The most common form of fasting is time-restricted, which usually involves an eight-hour window during the day when you are allowed to eat whatever you want and a 16-hour window when you can’t eat or drink fluids containing calories.
Other people favour the 5-2 fasting system, where you eat normally for five days of the week but consume just a quarter of your recommended calories on the remaining two days. Advocates of fasting believe it encourages fat loss by influencing metabolism and hormone levels.

Does Intermittent Fasting Work?
Recent research has supported the effectiveness of fasting. In July of 2019, a study published in Obesity found time-restricted eating to have a considerable impact on weight loss. Overweight participants practiced two fasting schedules for four days each; an early time-restricted eating schedule, which allowed food consumption within a six-hour period (8am-2pm), and a control schedule which allowed food consumption within a 12-hour period (8am-8pm).
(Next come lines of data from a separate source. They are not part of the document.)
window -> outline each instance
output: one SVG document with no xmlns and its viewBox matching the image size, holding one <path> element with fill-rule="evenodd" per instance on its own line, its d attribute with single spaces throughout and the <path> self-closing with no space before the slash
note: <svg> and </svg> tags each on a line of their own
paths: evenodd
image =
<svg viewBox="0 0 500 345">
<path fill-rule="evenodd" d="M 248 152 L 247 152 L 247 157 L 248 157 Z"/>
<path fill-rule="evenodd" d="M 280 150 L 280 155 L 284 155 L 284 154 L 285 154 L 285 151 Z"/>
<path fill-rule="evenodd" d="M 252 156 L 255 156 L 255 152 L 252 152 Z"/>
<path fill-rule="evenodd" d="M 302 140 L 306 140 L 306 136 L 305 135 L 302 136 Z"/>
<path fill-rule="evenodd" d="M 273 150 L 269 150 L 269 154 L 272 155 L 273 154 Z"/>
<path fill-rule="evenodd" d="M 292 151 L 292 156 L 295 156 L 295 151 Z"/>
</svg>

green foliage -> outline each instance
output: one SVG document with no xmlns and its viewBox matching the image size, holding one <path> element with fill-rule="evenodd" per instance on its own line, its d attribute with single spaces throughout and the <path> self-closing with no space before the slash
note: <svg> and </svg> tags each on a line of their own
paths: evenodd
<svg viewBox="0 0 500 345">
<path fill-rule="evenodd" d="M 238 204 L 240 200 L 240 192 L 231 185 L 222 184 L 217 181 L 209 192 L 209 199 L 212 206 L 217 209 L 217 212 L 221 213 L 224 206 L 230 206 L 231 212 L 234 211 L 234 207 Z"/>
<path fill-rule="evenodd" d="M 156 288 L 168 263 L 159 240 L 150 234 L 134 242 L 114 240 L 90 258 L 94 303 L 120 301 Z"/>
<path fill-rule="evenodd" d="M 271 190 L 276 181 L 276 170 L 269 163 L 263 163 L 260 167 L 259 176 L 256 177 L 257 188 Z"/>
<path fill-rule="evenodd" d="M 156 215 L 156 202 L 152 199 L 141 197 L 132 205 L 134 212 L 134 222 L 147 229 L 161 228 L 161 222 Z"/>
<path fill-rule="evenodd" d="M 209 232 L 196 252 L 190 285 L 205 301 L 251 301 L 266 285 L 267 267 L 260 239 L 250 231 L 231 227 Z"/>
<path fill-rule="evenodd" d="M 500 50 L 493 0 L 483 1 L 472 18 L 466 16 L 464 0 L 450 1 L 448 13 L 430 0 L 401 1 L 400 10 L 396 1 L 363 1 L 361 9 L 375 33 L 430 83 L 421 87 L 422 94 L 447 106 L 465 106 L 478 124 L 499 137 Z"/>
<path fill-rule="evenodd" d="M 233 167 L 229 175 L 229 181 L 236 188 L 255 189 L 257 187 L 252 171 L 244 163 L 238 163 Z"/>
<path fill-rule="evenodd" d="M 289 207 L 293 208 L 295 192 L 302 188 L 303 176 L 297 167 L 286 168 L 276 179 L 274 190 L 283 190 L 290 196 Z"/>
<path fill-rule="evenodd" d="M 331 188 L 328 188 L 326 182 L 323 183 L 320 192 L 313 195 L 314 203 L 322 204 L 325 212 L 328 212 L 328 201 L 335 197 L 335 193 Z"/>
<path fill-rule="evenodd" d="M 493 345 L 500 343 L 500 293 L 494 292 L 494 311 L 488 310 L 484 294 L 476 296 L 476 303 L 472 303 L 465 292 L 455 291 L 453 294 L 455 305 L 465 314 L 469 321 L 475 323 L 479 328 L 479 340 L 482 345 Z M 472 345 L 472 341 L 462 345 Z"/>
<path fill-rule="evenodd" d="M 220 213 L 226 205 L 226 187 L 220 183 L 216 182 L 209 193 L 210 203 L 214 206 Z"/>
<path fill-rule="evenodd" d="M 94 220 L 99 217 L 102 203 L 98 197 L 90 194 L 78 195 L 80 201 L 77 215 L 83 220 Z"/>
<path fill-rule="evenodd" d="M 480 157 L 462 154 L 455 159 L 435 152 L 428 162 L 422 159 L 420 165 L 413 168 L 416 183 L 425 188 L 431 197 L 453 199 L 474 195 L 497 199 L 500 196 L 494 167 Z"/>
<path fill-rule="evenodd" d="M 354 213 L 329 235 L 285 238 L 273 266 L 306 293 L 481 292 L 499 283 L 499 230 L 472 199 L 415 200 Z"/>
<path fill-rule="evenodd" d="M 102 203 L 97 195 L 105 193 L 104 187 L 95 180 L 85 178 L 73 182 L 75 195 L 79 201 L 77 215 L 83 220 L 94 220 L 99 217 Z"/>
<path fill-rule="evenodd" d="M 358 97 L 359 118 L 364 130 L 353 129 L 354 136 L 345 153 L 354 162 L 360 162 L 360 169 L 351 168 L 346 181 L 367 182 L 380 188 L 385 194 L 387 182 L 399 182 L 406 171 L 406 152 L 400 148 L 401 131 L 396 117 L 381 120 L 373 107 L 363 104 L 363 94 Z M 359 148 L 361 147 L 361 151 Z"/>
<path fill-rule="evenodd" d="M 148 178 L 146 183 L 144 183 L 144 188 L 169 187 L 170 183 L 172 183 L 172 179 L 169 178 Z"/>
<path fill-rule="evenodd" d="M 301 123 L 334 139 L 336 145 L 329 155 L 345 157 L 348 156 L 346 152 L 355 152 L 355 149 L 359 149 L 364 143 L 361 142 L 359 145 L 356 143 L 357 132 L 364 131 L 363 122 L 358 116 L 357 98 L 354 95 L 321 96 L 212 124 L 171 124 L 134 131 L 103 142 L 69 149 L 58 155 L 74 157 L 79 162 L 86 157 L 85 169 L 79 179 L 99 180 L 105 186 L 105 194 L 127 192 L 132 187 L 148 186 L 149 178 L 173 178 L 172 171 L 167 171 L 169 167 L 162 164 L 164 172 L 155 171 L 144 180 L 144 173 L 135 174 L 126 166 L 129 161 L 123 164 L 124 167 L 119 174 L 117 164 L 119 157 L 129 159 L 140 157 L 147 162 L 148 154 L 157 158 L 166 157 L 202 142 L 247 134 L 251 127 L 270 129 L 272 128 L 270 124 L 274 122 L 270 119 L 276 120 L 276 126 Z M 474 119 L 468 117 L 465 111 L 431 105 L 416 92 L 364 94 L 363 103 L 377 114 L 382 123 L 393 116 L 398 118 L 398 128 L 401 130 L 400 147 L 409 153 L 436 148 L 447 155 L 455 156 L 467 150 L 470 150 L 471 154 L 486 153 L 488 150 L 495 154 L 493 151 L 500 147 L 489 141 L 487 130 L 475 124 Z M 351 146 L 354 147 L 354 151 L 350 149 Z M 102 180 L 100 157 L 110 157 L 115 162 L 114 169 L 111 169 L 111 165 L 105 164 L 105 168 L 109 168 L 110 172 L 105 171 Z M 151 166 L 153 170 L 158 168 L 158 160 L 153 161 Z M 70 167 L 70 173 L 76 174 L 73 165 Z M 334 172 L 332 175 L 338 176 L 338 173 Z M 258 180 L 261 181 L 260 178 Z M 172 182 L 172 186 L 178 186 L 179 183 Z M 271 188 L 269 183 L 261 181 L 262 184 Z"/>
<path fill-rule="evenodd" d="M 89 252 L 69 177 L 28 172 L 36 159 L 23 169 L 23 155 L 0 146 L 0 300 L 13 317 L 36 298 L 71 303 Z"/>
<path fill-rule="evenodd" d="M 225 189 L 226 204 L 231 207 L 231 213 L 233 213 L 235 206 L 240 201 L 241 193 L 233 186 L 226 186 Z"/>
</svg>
The same amount and types of food were consumed in both schedules.

The metabolism of participants was tested along with appetite levels throughout the day and night. It was found that participants lost more weight during the early time-restricted schedule, and researchers concluded the difference was due to reduced appetite. Those findings support research over a longer time frame too. A review of studies into intermittent fasting between 2000 and 2018 found it results in a reduction of fat mass.

Animal research has also shown fasting to have other health benefits as well as weight loss, such as a reduction in cardiovascular disease.

So while it may not be right for everyone, there’s a wealth of research to suggest intermittent fasting does help with weight loss.